DEV Community

Cover image for Bitsets, Bit Manipulations and Bitmasks Problems
Abhinandan Sharma
Abhinandan Sharma

Posted on • Updated on

Bitsets, Bit Manipulations and Bitmasks Problems

Introduction

If you have come to this post, I bet you are struggling with all those bit operations and tricks as there are two many of them! These bit operations are not only useful in competitive programming questions but also in Dynamic Programming (where we have to save the current state), and reducing time complexities in certain scenarios.

Before heading to discuss the questions let's just get a glimpse of why you should learn bitsets and type of questions which you can't do if you don't have enough knowledge of bit manipulation.

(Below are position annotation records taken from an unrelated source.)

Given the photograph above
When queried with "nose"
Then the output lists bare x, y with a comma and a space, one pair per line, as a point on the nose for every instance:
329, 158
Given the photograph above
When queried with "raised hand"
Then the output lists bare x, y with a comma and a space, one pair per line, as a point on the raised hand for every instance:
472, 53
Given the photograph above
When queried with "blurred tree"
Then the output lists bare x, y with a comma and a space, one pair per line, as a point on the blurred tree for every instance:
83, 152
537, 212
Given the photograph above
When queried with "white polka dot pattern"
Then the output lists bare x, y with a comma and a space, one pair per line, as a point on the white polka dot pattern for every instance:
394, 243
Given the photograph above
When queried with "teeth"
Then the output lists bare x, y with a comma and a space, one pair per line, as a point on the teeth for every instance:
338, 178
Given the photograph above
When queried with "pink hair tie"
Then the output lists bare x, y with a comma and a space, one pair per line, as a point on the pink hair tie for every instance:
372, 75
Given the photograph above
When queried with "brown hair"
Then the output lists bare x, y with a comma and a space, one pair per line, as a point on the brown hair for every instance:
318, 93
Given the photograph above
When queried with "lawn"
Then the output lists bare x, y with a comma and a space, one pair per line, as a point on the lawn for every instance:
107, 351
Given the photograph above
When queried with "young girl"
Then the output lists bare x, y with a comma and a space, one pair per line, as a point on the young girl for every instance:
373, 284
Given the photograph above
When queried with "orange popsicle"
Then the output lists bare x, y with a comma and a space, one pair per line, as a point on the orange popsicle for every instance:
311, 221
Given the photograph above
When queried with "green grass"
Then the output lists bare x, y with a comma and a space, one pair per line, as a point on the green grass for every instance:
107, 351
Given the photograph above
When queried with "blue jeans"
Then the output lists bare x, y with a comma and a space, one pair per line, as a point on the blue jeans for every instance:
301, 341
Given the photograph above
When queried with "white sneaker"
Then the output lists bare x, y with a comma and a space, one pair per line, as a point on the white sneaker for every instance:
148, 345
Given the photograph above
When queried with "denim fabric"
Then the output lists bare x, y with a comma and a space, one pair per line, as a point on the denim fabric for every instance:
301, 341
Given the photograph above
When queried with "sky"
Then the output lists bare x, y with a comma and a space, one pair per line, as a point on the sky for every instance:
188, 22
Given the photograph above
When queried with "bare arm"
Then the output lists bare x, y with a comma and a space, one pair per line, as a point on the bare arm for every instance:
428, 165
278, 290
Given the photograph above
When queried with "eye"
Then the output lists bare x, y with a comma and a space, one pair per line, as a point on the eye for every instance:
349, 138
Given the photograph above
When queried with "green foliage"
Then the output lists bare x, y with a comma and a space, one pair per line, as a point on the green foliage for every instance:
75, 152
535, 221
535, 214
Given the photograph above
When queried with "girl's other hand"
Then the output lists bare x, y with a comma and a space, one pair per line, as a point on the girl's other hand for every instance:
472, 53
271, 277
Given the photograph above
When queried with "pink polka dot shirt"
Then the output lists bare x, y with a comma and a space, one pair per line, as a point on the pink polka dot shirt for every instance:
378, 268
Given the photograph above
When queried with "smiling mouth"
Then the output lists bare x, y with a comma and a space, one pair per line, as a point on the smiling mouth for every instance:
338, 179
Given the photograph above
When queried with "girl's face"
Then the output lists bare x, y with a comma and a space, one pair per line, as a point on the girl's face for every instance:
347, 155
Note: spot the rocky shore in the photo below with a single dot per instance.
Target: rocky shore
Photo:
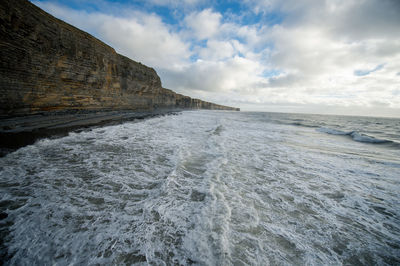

  1. Maximum AND/OR/XOR value of a pair in an array

  2. Queries for bitwise AND of the range [L, R] of the given array.

  3. Find Longest substring containing vowels in even counts, Find Longest awesome substring, Number of wonderful sub-strings, Maximum Product of Word Lengths These type of questions are typically solved using bitsets easily.

  4. Bitmasks on trees/graphs and with Dynamic Programming problems and some binomials.

We will be discussing each of the above questions and in the end, I would be sharing some of the questions from codeforces, Leetcode, etc. If you have any doubts in those questions, feel free to discuss in the comments.

First Type of Questions

Questions asking you to compute the maximum AND/XOR/OR of any pair in an array, directly or indirectly, are actually based on a rather simple trick. Let's First discuss the questions.

Q1. Find Maximum Binary AND pair from an array.

Codeforces Link of the problem:

Input: arr=[2,6,4,5,12,14,15]
Output: Max And pair: 14
Enter fullscreen mode Exit fullscreen mode

This is rather a difficult problem to solve but this will let you think much.

Hint 1: First convert all the numbers to their binary forms and see if you see a pattern in finding the answer

Hint 2: The size of the numbers can be at most 32 bits.

Solution: Read Hint 2 one more time. We know that total digits in binary representation can't be more than 32 for int datatype. Now, think this way: We have to see if a bit can be set or unset in our answer. That means we are actually constructing our answer bit by bit.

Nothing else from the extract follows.